By LISA RATHKE
Vermont on Tuesday became the first state in the country to change its medically assisted suicide law to allow terminally ill people from out of state to take advantage of it to end their lives.
Republican Gov. Phil Scott signed the bill that removes the residency requirement for the decades-old law.
Last year in a court settlement, Oregon agreed to stop enforcing the residency requirement of its law allowing terminally ill people to receive lethal medication. It also agreed to ask the Legislature to remove it from the law.
Before Vermont removed its residency requirement Tuesday, it had reached a settlement with a Connecticut woman who has terminal cancer to allow her to take advantage of its law, provided she complies with other aspects of it.
“We are grateful to Vermont lawmakers for recognizing that a state border shouldn’t determine if you die peacefully or in agony,” said Kim Callinan, president and CEO of Compassion & Choices, a nonprofit advocacy organization, in a statement. “Patients routinely travel to other states to utilize the best healthcare options. There is no rational reason they shouldn’t be able to travel to another state to access medical aid in dying if the state they live in doesn’t offer it.”
Vermont is one of 10 states that allow medically assisted suicide.
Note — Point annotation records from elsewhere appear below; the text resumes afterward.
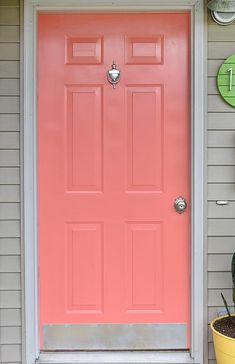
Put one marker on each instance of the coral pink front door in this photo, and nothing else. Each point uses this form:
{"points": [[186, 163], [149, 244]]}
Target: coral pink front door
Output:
{"points": [[114, 253]]}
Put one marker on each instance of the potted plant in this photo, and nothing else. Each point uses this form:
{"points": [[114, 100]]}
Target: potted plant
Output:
{"points": [[223, 329]]}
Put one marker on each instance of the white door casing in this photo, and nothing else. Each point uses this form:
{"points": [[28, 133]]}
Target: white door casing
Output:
{"points": [[31, 344]]}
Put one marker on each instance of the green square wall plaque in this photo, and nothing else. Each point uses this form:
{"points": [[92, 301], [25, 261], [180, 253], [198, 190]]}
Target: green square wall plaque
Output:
{"points": [[226, 80]]}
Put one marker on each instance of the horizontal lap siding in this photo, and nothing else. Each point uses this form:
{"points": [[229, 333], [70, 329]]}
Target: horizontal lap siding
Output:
{"points": [[221, 176], [10, 261]]}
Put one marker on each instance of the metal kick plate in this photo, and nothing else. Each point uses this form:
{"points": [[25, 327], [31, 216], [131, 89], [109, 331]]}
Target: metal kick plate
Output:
{"points": [[115, 337]]}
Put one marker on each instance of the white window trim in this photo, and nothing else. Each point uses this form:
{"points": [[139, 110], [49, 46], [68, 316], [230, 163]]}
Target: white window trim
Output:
{"points": [[198, 307]]}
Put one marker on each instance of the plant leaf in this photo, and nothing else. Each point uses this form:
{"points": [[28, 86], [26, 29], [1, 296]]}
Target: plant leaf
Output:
{"points": [[226, 305]]}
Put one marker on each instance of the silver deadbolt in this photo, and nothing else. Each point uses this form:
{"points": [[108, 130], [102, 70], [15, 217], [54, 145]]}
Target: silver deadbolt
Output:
{"points": [[180, 204], [113, 75]]}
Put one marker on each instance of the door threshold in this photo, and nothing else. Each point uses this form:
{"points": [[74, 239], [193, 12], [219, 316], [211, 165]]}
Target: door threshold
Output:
{"points": [[116, 357]]}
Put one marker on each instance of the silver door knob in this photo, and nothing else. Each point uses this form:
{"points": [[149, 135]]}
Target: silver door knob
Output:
{"points": [[180, 204]]}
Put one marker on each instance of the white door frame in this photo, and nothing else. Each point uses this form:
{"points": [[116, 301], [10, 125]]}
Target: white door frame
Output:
{"points": [[198, 74]]}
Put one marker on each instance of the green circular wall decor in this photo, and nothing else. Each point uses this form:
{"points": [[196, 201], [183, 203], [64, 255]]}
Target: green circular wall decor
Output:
{"points": [[226, 80]]}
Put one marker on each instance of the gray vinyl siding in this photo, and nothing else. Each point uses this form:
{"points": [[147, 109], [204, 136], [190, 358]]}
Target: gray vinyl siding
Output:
{"points": [[221, 176], [10, 260], [221, 180]]}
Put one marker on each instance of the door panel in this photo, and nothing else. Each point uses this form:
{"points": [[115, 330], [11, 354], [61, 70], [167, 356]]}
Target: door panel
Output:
{"points": [[110, 164]]}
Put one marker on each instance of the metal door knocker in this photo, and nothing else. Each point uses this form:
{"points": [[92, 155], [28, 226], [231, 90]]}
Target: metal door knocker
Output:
{"points": [[113, 75]]}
Critics of such laws say without the residency requirements states risk becoming assisted suicide tourism destinations.
Mary Hahn Beerworth, executive director of the Vermont Right to Life Committee, testified before a legislative committee in March that the practice “was, and remains, a matter of contention.”
“To be clear, Vermont Right to Life opposed the underlying concept behind assisted suicide and opposes the move to remove the residency requirement as there are still no safeguards that protect vulnerable patients from coercion,” said Beerworth, adding she had a number of concerns including what liability Vermont could incur if the drugs failed to end a patient’s life.
Supporters of Vermont’s medically assisted suicide law say it has stringent safeguards, including a requirement that those who seek to use it be capable of making and communicating their health care decision to a physician. Patients are required to make two requests orally to the physician over a certain timeframe and then submit a written request that they signed in the presence of two or more witnesses who aren’t interested parties. Witnesses must sign and affirm that patients appeared to understand the nature of the document and were free from duress or undue influence at the time.
Lynda Bluestein, 75, of Bridgeport, Connecticut, and Diana Barnard, a physician from Middlebury, sued Vermont in federal court last summer, claiming its residency requirement violated the Constitution’s commerce, equal protection, and privileges and immunities clauses. Barnard specializes in hospice and palliative care and has patients from neighboring New York state, which, like Connecticut, doesn’t allow medically assisted suicide.
Bluestein said Tuesday that the change in Vermont means that so many other people in the Northeast can take advantage of the state’s law.
“I’m thinking even more importantly that this is going to cause other states, the other jurisdictions that have medical aid in dying, to look at their residency requirement, too,” she said.
For Cassandra Johnston, 38, of Clifton Park, New York, the news was “such a relief.” She was diagnosed with stage 3 breast cancer last year and lives a 40-minute drive from Vermont.
“It gives me such a peace of mind to know that if I need that peaceful and compassionate option that it’s right next door,” Johnston said. “And it’s life-changing for someone like me. It really is.”
Rathke reported from Marshfield, Vt.